Achieving progress in this field will require future research to emphasize the development and adoption of standardized experimental protocols. In particular, standardization of cessation of oral hygiene time, techniques to localize plaque (full-mouth, stent-based), and definitions of the recovery healing phase are necessary to enhance reproducibility and comparability between studies.^8,14 Furthermore, the composition of the participating cohort should be broadened to include individuals from underrepresented groups, such as older people, etc., in order to enhance generalizability and to show subgroup-specific risk patterns.^12,18 Further, the incorporation of high-resolution molecular tools that construct maps with transcriptomics, proteomics, and metabolomics, as well as longitudinal study designs, would help provide a more complete model of the initiation and resolution of inflammation.^21,22 These advances will provide for a better understanding of the biological pathways in gingival inflammation and the related systemic ramifications.

Conclusions

This review confirms that experimental gingivitis models reliably reproduce reversible inflammation within short periods of oral hygiene discontinuation. Methodological heterogeneity—differences in induction time, plaque control, and participant characteristics—creates variability in outcomes, but the universal lesson is clear: adherence to oral hygiene practices is decisive in determining gingival health.

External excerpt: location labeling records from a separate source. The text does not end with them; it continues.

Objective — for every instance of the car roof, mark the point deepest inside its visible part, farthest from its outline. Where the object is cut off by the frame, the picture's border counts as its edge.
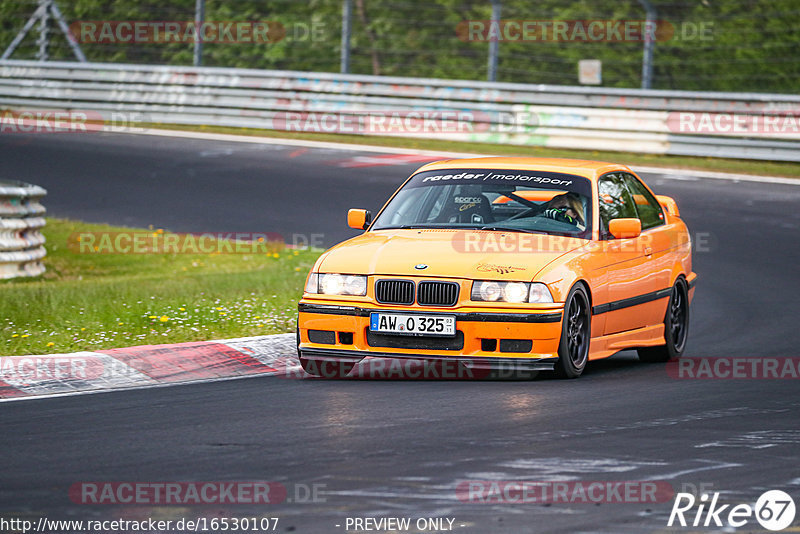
(580, 167)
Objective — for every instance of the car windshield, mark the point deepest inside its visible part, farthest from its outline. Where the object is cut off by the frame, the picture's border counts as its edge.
(492, 199)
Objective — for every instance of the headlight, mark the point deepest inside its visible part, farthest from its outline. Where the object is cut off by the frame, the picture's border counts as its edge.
(337, 284)
(540, 293)
(518, 292)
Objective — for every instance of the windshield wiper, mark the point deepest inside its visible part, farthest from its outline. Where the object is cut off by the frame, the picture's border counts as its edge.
(509, 229)
(408, 226)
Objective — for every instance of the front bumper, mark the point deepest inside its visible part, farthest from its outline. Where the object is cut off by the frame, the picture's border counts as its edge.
(487, 338)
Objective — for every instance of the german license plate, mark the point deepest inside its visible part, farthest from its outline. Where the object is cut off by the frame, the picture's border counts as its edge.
(415, 325)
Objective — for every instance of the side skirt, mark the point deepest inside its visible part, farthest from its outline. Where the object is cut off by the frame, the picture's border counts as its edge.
(605, 346)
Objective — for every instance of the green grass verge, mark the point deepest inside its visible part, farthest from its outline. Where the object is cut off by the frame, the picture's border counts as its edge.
(89, 301)
(762, 168)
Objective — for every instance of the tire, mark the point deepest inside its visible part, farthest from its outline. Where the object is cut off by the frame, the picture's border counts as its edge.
(576, 328)
(676, 327)
(327, 368)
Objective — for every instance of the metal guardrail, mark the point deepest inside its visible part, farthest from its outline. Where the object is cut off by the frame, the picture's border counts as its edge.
(633, 120)
(21, 242)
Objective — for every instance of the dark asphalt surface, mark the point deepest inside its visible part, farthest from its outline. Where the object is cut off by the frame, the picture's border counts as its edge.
(399, 448)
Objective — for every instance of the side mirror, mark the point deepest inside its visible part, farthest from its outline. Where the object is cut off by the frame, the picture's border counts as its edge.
(669, 204)
(358, 218)
(625, 228)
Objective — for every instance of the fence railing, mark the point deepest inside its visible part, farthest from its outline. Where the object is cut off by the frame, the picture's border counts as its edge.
(728, 125)
(21, 242)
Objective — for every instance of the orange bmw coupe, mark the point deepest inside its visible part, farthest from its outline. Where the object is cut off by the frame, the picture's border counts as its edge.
(524, 263)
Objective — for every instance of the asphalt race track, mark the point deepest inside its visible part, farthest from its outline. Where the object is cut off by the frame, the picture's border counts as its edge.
(383, 448)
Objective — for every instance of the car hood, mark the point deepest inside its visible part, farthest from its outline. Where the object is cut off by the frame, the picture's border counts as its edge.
(448, 253)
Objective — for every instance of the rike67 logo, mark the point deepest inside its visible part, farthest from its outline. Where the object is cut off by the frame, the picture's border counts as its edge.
(774, 510)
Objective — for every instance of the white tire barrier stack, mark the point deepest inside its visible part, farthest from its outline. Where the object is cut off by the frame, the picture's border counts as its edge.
(21, 218)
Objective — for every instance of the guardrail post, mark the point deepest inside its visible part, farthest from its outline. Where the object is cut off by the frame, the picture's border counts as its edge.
(199, 18)
(21, 242)
(44, 11)
(494, 43)
(649, 44)
(347, 17)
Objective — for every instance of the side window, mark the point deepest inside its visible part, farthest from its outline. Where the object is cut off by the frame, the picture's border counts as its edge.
(647, 206)
(614, 200)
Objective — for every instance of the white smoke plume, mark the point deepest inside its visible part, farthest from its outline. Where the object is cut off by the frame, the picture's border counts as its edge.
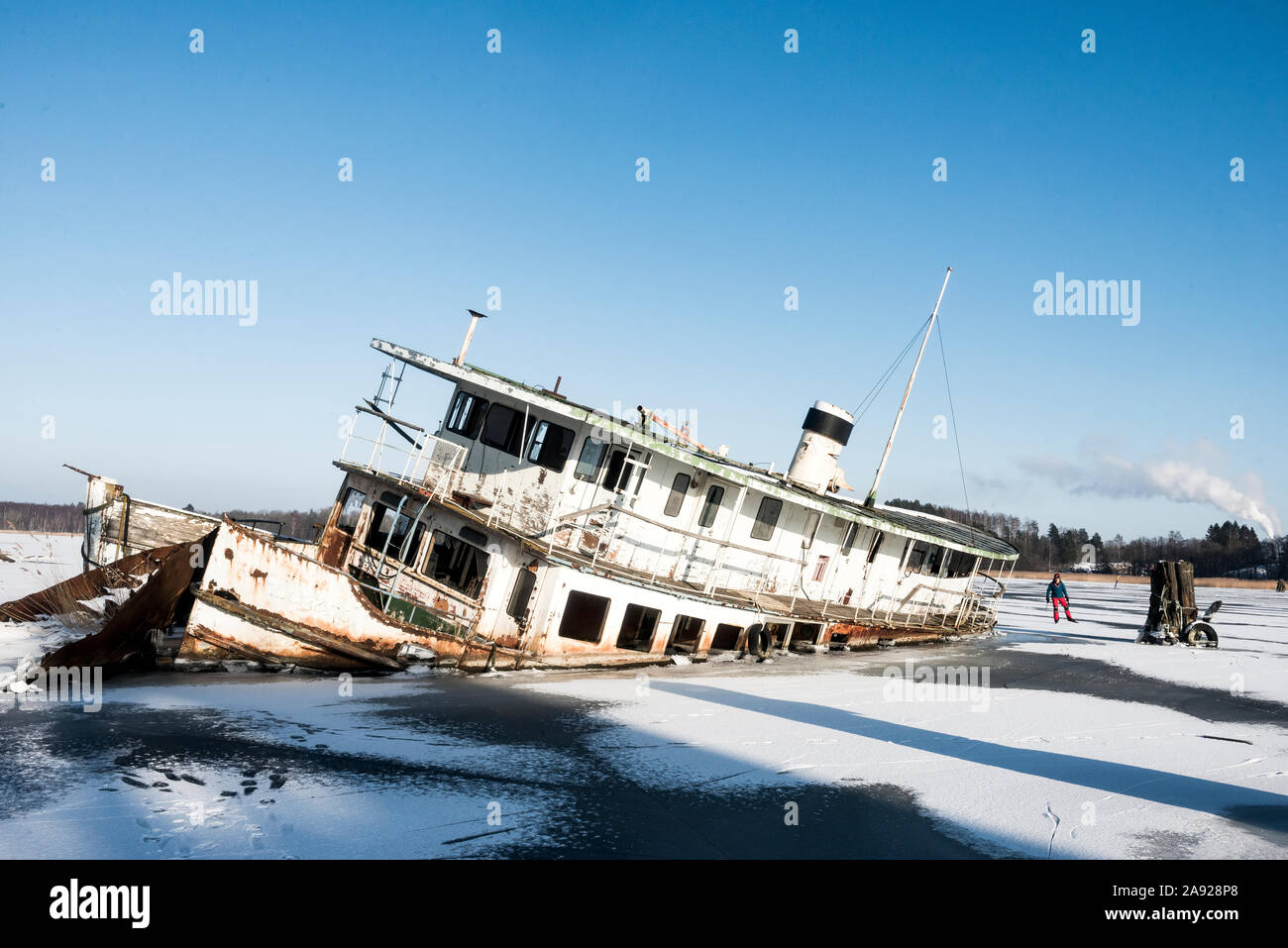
(1176, 480)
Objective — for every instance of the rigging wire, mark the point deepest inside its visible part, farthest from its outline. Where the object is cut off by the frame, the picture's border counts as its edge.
(952, 412)
(870, 398)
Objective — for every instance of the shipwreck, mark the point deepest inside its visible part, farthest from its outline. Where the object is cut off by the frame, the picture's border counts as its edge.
(529, 531)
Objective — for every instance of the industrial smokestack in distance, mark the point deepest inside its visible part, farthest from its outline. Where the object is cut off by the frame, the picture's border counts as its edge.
(824, 433)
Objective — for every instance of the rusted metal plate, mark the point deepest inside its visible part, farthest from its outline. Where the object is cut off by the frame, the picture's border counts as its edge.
(64, 596)
(125, 635)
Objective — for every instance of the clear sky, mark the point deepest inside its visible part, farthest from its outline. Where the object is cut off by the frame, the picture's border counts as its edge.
(767, 170)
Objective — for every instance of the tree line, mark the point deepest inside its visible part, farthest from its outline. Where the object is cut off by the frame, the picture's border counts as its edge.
(69, 518)
(1227, 549)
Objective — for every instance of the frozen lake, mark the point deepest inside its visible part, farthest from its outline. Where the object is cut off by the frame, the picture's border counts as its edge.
(1073, 742)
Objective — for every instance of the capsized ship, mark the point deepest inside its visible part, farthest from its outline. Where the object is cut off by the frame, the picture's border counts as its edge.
(528, 531)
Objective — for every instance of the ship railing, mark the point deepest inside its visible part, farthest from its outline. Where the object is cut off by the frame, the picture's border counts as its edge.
(403, 451)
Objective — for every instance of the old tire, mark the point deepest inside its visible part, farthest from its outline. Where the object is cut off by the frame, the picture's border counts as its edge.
(1201, 634)
(758, 640)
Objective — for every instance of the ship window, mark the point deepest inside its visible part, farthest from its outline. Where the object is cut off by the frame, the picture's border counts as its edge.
(805, 633)
(518, 605)
(767, 518)
(934, 561)
(550, 446)
(351, 510)
(503, 429)
(638, 627)
(686, 631)
(467, 415)
(712, 506)
(584, 617)
(616, 475)
(811, 519)
(390, 527)
(725, 638)
(677, 500)
(848, 544)
(591, 459)
(458, 565)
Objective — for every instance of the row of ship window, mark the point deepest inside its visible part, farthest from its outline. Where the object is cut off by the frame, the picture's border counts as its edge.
(506, 429)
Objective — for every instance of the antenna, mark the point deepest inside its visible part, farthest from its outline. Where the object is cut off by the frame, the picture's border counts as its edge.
(872, 494)
(469, 335)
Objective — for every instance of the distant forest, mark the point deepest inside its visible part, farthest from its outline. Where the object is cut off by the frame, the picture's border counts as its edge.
(67, 518)
(1229, 549)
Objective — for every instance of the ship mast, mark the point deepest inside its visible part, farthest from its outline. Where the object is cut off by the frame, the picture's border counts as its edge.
(872, 494)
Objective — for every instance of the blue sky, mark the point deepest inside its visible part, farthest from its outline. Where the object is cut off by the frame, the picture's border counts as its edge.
(767, 170)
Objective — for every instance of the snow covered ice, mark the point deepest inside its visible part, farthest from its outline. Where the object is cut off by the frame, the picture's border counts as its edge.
(1086, 745)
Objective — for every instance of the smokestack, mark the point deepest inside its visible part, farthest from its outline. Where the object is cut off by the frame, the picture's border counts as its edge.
(823, 436)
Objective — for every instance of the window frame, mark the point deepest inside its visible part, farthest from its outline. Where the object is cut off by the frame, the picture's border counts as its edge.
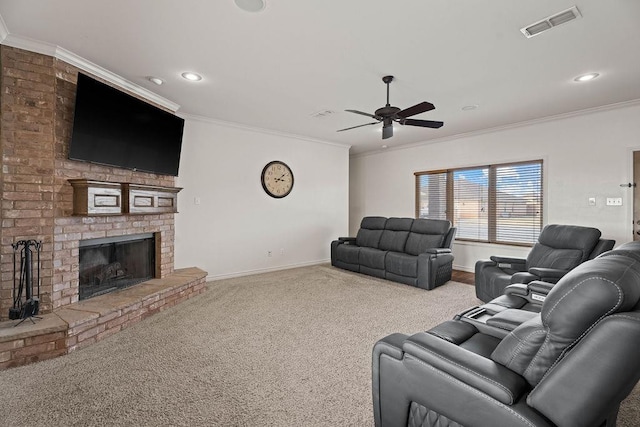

By framing EG findings in the context of patient behavior, the review underscores the critical role of adherence to preventive care. The recognition of responder phenotypes provides an additional dimension for personalized oral health strategies, supporting tailored education and adherence interventions. Future studies should not only refine methodological consistency but also explore how adherence behaviors and patient preferences intersect with biological variability to inform effective, individualized preventive approaches.

In conclusion, EG models continue to provide key insights into inflammation dynamics, but their most significant contribution lies in revealing how patient adherence to oral hygiene profoundly influences gingival and systemic health. This emphasizes the urgent need to prioritize adherence-driven strategies in both clinical care and broader public health initiatives.